Character creation, customization, and the TOS screen received the same treatment. Forms remain usable with large floating Android keyboards, server errors stay on the correct screen, failed character art can be retried, and the TOS must actually load before Accept becomes available.

I tested cold and warm launches, starting from cached account data while offline, signing out and logging back in, character creation, customization, TOS, both game engines, backgrounding, Wi-Fi loss, network restoration, and Android renderer death. I deliberately crashed the renderer and confirmed that the app process stayed alive, rebuilt the game surface, and returned to the same character.

Android received the deepest destructive testing during this pass. iOS still needs the same renderer and network-loss testing on physical hardware.

iOS audio did receive its own lifecycle pass. Game audio can now continue while the physical Ring/Silent switch is muted. Backgrounding suspends the audio cleanly, and returning to the app restores music and effects without requiring another touch or creating duplicate playback.

All of that mobile work fed directly into the Gem Shop. The purchase flow has gone from being connected in pieces to something I could test from beginning to end on both iOS and Android.

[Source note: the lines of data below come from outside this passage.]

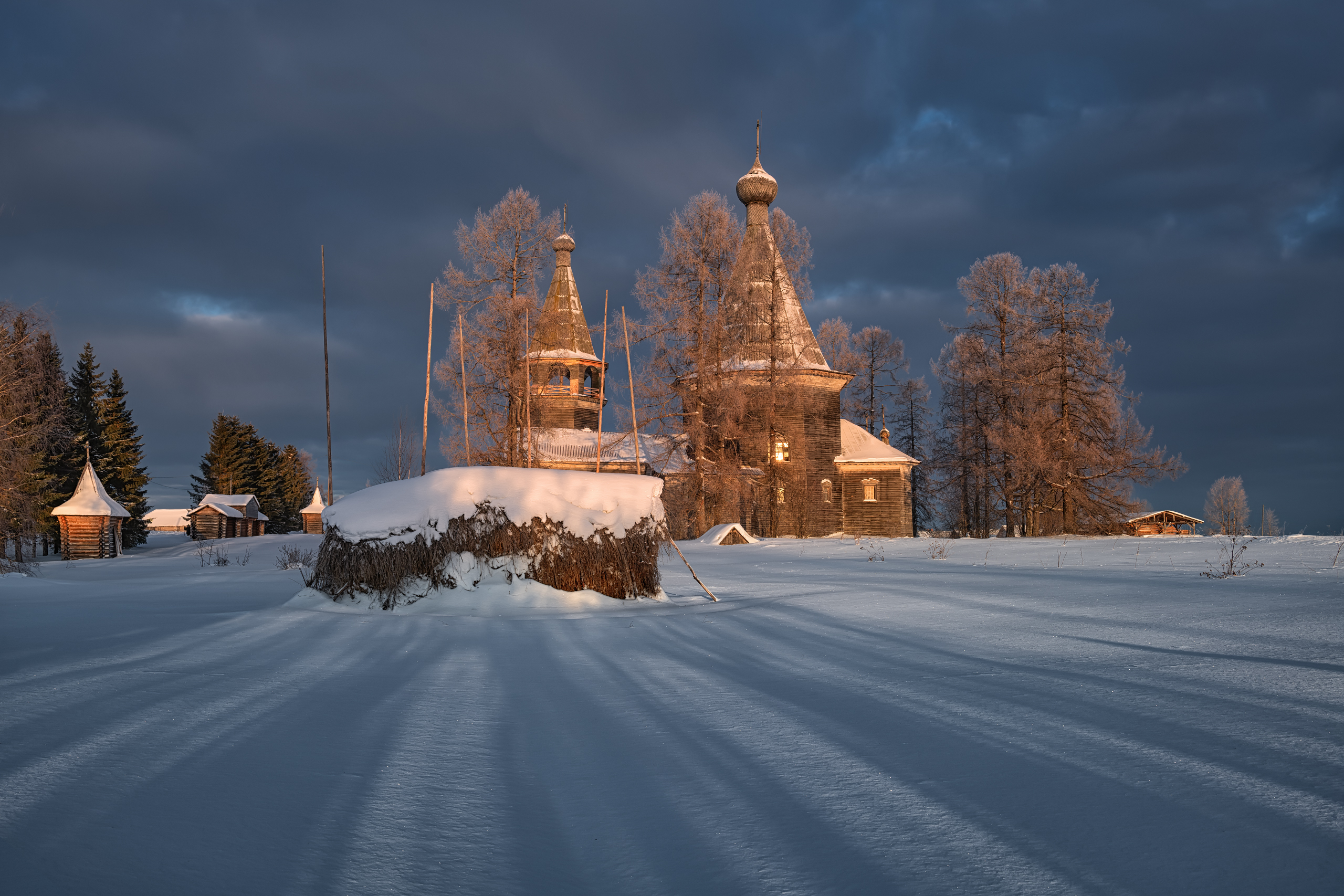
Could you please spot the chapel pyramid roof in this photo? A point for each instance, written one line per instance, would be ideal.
(764, 315)
(90, 499)
(562, 330)
(316, 505)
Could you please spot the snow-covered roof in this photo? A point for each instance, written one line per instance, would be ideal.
(719, 532)
(224, 510)
(860, 446)
(90, 499)
(663, 453)
(232, 500)
(167, 518)
(582, 501)
(316, 504)
(1166, 516)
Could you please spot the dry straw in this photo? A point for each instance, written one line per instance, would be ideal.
(625, 567)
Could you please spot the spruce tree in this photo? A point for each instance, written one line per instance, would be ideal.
(88, 388)
(121, 464)
(61, 462)
(239, 461)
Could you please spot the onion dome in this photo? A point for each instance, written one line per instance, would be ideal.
(757, 186)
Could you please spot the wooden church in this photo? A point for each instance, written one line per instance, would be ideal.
(90, 520)
(312, 515)
(802, 471)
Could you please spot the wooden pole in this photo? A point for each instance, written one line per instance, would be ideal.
(429, 355)
(635, 425)
(692, 571)
(601, 385)
(527, 364)
(461, 354)
(327, 379)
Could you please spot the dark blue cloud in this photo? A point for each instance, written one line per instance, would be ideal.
(169, 172)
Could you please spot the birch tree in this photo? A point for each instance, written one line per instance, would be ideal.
(496, 291)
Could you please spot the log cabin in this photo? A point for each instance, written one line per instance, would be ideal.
(1162, 523)
(90, 520)
(227, 516)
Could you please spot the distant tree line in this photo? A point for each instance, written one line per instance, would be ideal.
(239, 461)
(49, 424)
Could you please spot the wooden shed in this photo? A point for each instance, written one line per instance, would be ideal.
(1162, 523)
(313, 513)
(227, 516)
(874, 489)
(90, 522)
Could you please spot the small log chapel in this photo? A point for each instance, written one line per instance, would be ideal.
(227, 516)
(90, 520)
(807, 473)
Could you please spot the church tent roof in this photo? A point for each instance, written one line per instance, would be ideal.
(90, 499)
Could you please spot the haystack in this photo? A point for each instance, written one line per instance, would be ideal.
(452, 529)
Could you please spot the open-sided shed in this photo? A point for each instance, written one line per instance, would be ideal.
(90, 520)
(1162, 523)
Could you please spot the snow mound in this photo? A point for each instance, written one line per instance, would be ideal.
(718, 534)
(585, 503)
(496, 594)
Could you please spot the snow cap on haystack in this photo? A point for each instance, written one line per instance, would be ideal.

The shop received a larger design pass first. Gems appear before Membership, and subscriptions have their own tab. Gem Notes and memberships share the same card layout and use the normal item, gem, price, and button controls from the rest of the client.

Membership cards show the plan, monthly gems, exclusive item reward, local store price, and a Subscribe button. The monthly item is shown as an actual item instead of being buried in a description. Your active plan is clearly marked, and Manage opens the device’s native subscription settings. Gem Note cards also support the old double-Gem sale presentation.

RevenueCat is now the authority for mobile subscription state. The backend checks which plan is actually active instead of trying to decide everything from a single purchase or subscription event. That matters because upgrades, downgrades, renewals, and cancellations do not always become active the moment the event arrives.

If you upgrade during the same month, the server grants only the difference between the old and new plans. It does not pay the full monthly gem and item reward a second time. Subscription state and purchase results are also tied to the account that produced them, so changing accounts cannot briefly show information from the previous one.

I tested Gamer, Pro Gamer, Ultra Gamer, and Elite Gamer through the native purchase flow. That included repeated purchases, upgrades, reward differences, active-plan display, mail delivery, backgrounding the app, and reconnecting afterward.

The existing Gem Note path was left alone because it was already working. All four mobile Gem Note products were tested on iOS and Android, including the double-Gem sale, and the rewards arrived through mail. Prices come from the native store in your locale instead of being hardcoded in the web client.

The shop also refreshes the actual catalog when a sale begins or ends. Products, bonuses, icons, and the title update together without making you close and reopen the window.

When a purchase or membership reward arrives through mail, PX can show a larger notification with the item icon and a message telling you that new mail arrived. That makes the delivery path much clearer than silently changing the mailbox state and expecting you to notice.